Said Mr. Schilling, “I met people the very first year that still do the event. We formed this bond because we met through the Pan-Mass Challenge.” The annual reunion is “a bonus” of participating in the ride, he said.

This year will be Susan Kerns’s first ride, although she has volunteered for the Challenge in the past, spurred on, like Mr. Sylvia, by losing her mother Grace to cancer in 2005. After the first year of volunteering, she told herself that she would ride in the Challenge; with her children now in college, she’s finally found the time to put in the training hours and embark on the fundraising challenge. “I’m definitely looking forward to it,” she said.
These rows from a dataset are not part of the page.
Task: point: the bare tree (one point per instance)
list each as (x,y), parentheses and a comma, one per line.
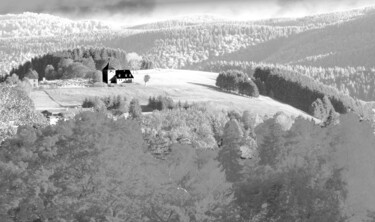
(146,79)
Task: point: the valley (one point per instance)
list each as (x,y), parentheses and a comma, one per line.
(180,85)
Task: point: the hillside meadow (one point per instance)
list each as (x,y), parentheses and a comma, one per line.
(183,85)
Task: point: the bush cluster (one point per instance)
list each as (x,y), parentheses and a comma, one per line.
(115,104)
(164,102)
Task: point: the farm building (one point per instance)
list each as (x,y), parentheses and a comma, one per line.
(111,75)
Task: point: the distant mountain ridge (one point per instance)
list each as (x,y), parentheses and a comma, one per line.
(30,24)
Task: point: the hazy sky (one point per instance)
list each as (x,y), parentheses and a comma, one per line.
(137,11)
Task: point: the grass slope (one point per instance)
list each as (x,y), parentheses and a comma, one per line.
(183,85)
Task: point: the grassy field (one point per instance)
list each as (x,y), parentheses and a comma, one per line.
(184,85)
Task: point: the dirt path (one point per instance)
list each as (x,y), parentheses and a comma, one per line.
(43,101)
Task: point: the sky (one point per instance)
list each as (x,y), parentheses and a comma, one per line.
(131,12)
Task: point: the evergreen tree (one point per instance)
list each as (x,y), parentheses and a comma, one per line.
(135,111)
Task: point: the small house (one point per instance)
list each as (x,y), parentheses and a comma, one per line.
(111,75)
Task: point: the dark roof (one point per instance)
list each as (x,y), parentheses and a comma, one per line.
(108,66)
(121,74)
(31,74)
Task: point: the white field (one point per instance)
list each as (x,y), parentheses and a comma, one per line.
(183,85)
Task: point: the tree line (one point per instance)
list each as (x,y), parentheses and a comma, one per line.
(301,91)
(237,81)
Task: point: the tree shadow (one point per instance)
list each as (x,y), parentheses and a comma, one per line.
(146,108)
(217,89)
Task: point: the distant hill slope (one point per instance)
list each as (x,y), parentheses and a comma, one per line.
(184,85)
(42,25)
(345,44)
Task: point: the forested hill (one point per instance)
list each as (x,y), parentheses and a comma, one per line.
(345,44)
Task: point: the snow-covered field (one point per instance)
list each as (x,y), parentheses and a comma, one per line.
(183,85)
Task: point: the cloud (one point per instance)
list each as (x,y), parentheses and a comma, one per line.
(78,8)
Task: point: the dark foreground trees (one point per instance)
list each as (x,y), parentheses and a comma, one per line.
(92,168)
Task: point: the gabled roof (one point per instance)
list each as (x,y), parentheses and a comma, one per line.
(108,66)
(122,74)
(31,74)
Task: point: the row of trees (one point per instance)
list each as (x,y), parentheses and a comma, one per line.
(301,91)
(81,63)
(165,102)
(116,105)
(355,81)
(235,80)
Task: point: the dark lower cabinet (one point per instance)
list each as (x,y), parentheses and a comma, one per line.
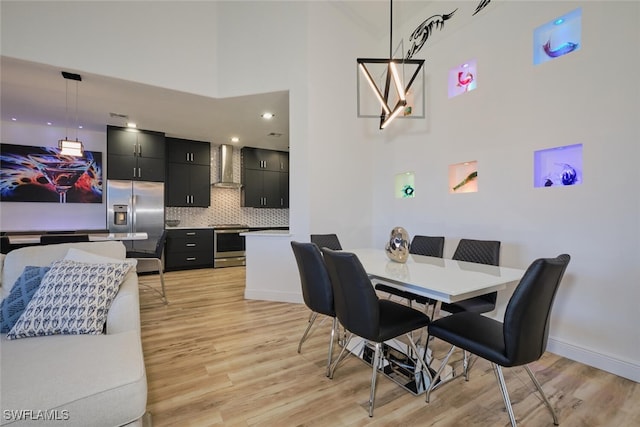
(189,248)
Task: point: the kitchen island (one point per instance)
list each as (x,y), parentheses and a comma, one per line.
(271,271)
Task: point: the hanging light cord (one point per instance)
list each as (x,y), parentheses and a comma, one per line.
(390,29)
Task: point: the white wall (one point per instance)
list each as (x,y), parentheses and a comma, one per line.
(519,108)
(342,167)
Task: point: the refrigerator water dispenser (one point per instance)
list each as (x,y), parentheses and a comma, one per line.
(120,214)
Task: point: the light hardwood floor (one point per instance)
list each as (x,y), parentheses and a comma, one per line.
(214,359)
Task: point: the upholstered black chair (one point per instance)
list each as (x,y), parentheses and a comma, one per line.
(330,241)
(520,339)
(481,252)
(317,292)
(420,245)
(47,239)
(155,255)
(361,312)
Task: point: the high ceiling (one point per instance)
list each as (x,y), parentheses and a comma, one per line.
(37,94)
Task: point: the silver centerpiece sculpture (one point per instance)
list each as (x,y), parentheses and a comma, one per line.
(397,249)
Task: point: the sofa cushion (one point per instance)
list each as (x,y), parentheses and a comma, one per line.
(22,291)
(73,298)
(98,379)
(43,255)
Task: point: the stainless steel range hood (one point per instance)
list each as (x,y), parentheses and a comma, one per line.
(225,168)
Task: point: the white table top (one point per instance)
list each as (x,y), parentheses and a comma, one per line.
(98,237)
(445,280)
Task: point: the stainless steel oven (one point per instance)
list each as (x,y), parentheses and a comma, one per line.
(228,245)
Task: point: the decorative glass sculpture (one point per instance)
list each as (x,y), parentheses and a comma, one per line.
(397,249)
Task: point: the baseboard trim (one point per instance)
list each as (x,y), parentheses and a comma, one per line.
(608,363)
(273,296)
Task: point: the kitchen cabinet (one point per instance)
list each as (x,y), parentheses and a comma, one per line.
(188,151)
(188,173)
(265,178)
(188,248)
(133,154)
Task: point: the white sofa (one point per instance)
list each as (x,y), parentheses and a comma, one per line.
(74,380)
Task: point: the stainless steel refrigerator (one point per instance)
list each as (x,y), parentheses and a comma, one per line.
(136,207)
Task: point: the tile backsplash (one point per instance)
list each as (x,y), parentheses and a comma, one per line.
(225,204)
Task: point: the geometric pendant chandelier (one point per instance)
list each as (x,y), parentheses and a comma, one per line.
(68,147)
(393,95)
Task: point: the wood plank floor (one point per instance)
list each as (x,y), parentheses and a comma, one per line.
(215,359)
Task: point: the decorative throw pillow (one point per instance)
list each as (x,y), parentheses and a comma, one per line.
(73,298)
(22,291)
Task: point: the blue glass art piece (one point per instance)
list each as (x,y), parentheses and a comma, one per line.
(558,37)
(557,167)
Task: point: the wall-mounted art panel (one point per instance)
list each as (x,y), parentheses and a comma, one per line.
(463,177)
(558,166)
(558,37)
(405,185)
(42,174)
(463,78)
Ms. Kerns, who grew up in Vineyard Haven and is in the process of transition back to the Island, began training at her home in Boxford with her friend Carol, a cyclist who had survived lung cancer. Carol, she said, “eased all my fears” about taking up the bike and the Challenge.

Ms. Kerns has spent the past month training on the Vineyard and tries to log about 80 miles per week.

For just about all riders, training is no easy task. Between that and the fundraising, “it’s almost like having an extra job,” Mr. Sylvia said. Each rider is responsible for raising the amount of their pledge by sending out fundraising letters to friends and acquaintances. If they come up short, it is the rider’s responsibility to make up the difference.

Mr. Sylvia tries to put in at least 120 miles per week. Mr. Reynolds aims for about 65 miles per week, while Mr. Lee does regular rides of 30 miles per day. Though their mileage varies, the riders are all out early, to make time for their full-time jobs.

“It is a commitment, but it’s a great cause,” Mr. Sylvia said.

“I can’t find the cure,” Mr. Schilling said. “But I can pedal.”